I can relate to this. Days seem to come and go just like that, it feels like when you don't have any meaningful activity days go by very fast. I go to work everyday, I need to make a living, it fills the hours, otherwise I might be home all day.

The only creature that depends on me is my kitty, my mom took care of her and when she passed now I do it. There's not much to do for her though, she's low mainteinance. She gives me a reason to come home, without mom here she spends hours alone and I know I have to go home to be with her.

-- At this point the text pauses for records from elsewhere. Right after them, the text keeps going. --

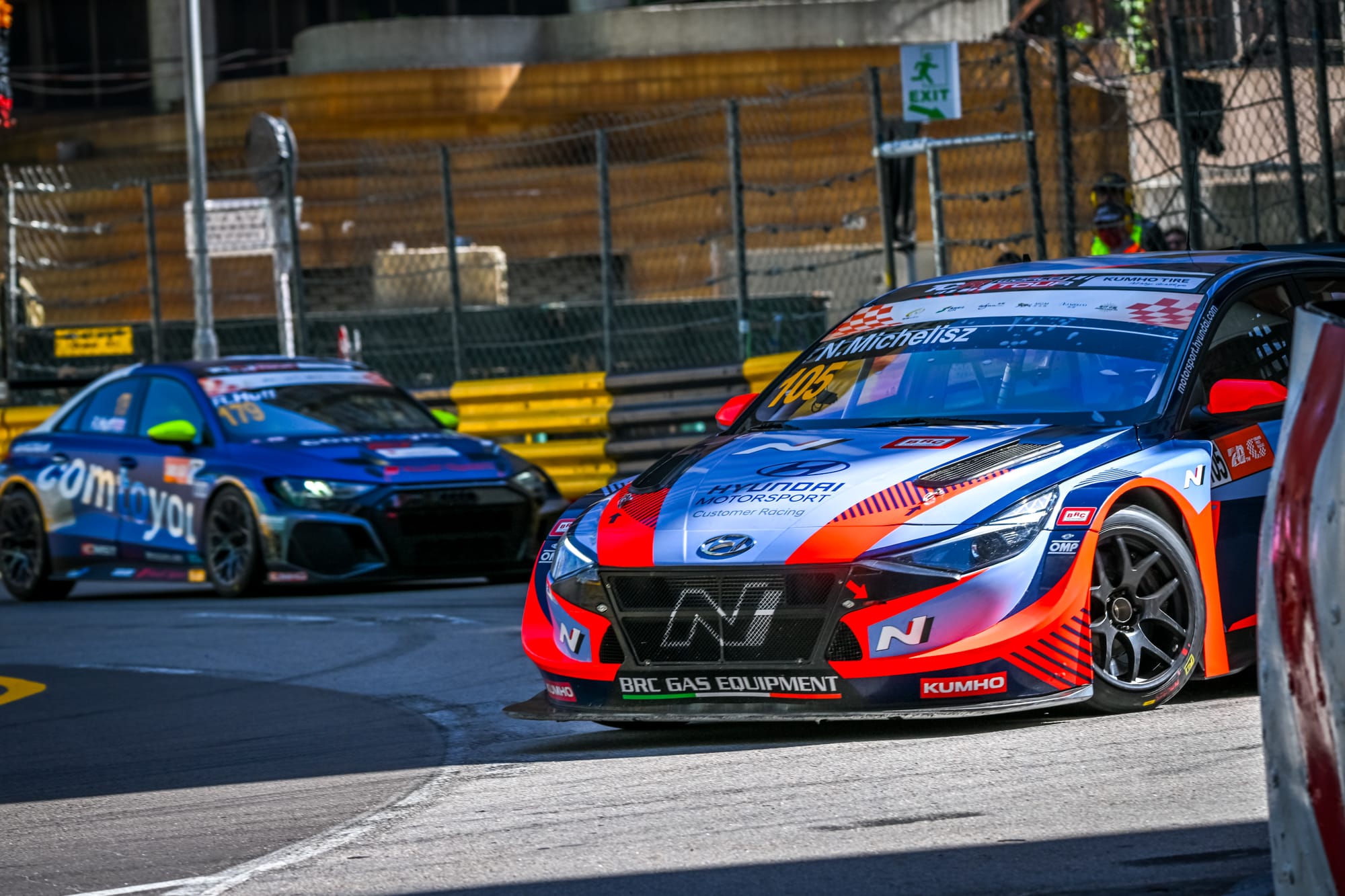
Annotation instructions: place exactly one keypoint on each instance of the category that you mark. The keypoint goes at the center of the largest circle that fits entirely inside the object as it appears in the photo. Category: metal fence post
(1324, 122)
(157, 348)
(290, 169)
(1065, 138)
(455, 284)
(1190, 159)
(605, 231)
(941, 261)
(740, 235)
(10, 319)
(1039, 220)
(1286, 88)
(890, 252)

My life was structured around my mom, and it's like 'What now??'. Her absence has forced me to come face to face with a lot of issues that were in the background, the problem is that I feel that I don't even care to deal with them right now.

Melissa, 

 

So much of what you say in the post from (as of now, 4 hours ago) is similar to me; I am trying to now push myself to go for goals I've had and had put on hold to some degree.  My dog gives me a reason to come home.  He's a good little dog, and was my parent's best friend.

 

I did a ton with my parents, and helped them a ton.  There's times where I feel like (as you said)" what now" (as so many things I would do with them/to help them are not necessary now).  I had things in my life I think I subconsciously had "buried" and now with them gone, I realize the holes these things have created (not being with someone in my life, I find life has moved on in some respect). I feel like I almost if I didn't know better, I could have been in a time warp or a deep sleep and all of a sudden wake up and look around to see all the things I have missed out on.  I know sometimes life seems like a "pan- a - see a" (spelling?), if only I had done this, then this and that would be all perfect, but I know reality is not like that.

 

The future in some ways seems so muddy.